The most often asked question is ‘don’t you need a rooster to get eggs?’ and the answer is ‘nope’.

You need a rooster if you want to raise chicks; we just want eggs to eat, and we prefer them to be unfertilized.

I understand chickens will lay more eggs if a rooster is around.
We’re lucky there is one across the road whom we hear crowing daily, so I’m thinking that’s close enough.

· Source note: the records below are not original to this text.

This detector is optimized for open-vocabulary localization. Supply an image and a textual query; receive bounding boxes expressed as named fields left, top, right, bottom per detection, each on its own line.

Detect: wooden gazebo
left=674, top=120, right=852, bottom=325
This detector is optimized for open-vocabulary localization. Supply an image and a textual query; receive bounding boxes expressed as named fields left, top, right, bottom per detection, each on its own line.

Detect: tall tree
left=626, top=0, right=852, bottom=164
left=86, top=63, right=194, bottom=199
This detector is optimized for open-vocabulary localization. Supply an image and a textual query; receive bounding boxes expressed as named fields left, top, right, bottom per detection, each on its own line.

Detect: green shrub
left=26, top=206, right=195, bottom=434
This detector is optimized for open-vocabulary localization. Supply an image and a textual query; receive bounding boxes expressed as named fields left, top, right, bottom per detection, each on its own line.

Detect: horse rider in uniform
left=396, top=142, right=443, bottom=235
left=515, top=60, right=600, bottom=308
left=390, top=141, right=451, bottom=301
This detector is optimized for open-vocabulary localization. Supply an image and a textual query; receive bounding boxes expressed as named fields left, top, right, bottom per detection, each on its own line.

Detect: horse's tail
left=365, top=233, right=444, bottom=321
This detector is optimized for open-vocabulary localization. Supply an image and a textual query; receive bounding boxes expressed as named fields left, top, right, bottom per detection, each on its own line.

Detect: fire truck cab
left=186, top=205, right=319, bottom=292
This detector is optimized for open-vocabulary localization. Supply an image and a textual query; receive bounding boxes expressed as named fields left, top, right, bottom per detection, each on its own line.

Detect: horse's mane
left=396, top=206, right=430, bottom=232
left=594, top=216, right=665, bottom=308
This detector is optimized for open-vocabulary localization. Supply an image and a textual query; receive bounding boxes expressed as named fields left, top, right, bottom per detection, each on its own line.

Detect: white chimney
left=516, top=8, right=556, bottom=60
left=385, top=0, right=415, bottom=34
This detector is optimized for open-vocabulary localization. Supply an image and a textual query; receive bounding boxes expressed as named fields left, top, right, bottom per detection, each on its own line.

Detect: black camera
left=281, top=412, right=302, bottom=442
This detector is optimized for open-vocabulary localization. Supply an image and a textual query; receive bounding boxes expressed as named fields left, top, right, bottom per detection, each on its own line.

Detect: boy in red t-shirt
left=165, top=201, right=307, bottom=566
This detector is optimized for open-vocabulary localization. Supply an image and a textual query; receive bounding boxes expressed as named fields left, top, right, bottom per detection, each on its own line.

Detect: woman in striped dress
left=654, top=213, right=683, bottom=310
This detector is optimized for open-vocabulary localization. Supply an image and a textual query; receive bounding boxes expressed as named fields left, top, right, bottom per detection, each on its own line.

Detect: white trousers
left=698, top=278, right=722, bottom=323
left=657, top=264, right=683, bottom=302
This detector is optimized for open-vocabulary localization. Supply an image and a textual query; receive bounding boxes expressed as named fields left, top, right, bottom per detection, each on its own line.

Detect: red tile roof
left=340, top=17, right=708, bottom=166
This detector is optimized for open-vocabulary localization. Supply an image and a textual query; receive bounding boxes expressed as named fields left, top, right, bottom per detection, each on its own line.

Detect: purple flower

One interesting fact is that an egg, when freshly laid, is soft; though the shell hardens quickly.
I have a duck egg that is flat on one side, having been laid on a brick.

happy chickens

happy chickens

Here’s what you might be surprised to learn:

Chickens have distinct personalities:
-Nugget The Hungry (the yellow girl) is always the first to get to the feed, and will fly up to try to take treats from me before I get to the rest of the flock. She is so quick to feed she almost always gets food on her.
-Pertelote The Clever (the white chicken) has been the first to find any way out of the enclosed run. She’s also the only one light enough to fly higher than 4 ft., and the fastest and most elusive runner; much to her advantage.
-Lucy The Loving (the reddish-brown named by the readers) knows the sound of my voice, and when I call out “Lucy, I’m home” will come running to be petted.
-Pooka The Pretty (our Ameraucana) is our least smart and most docile member of the flock; she also gives us the prettiest eggs.

chickens love watermelon

a summertime treat

There are some other fun things you might not expect from chickens:
- They LOVE watermelon! They do not like cucumbers, though; and they definitely don’t like zucchini. If Nugget spots red in my hands, she comes running.
- Speaking of which, seeing a chicken run towards you can cause the strangest sensation that you’re in Jurassic Park.
- Chickens will automatically go to their perch as night falls, and will sleep in the same left-to-right order. We sadly lost our Barred Rock chicken M.J. (the first of the five to die, as Mrs. Jones so cleverly pointed out) a few months ago. Now there remains a vacant spot second from the left on the perch each night.
- Chickens can move their eggs. I guess I just never thought of it before, but I found that when they lay an egg outside the nest box, they will move it in- even over rocks or other obstacles if necessary.
- Our Ladies also like bread, but not bread crusts; lettuce, head only- not leaf lettuce; and not surprisingly sunflower seeds. They also do like tuna fish, a lot.
- Happy chickens lay better tasting eggs. When they’re really happy- running around freely- they lay bigger eggs, too.

And like with a lot of relationships-
when the girls are happy, we’re happy.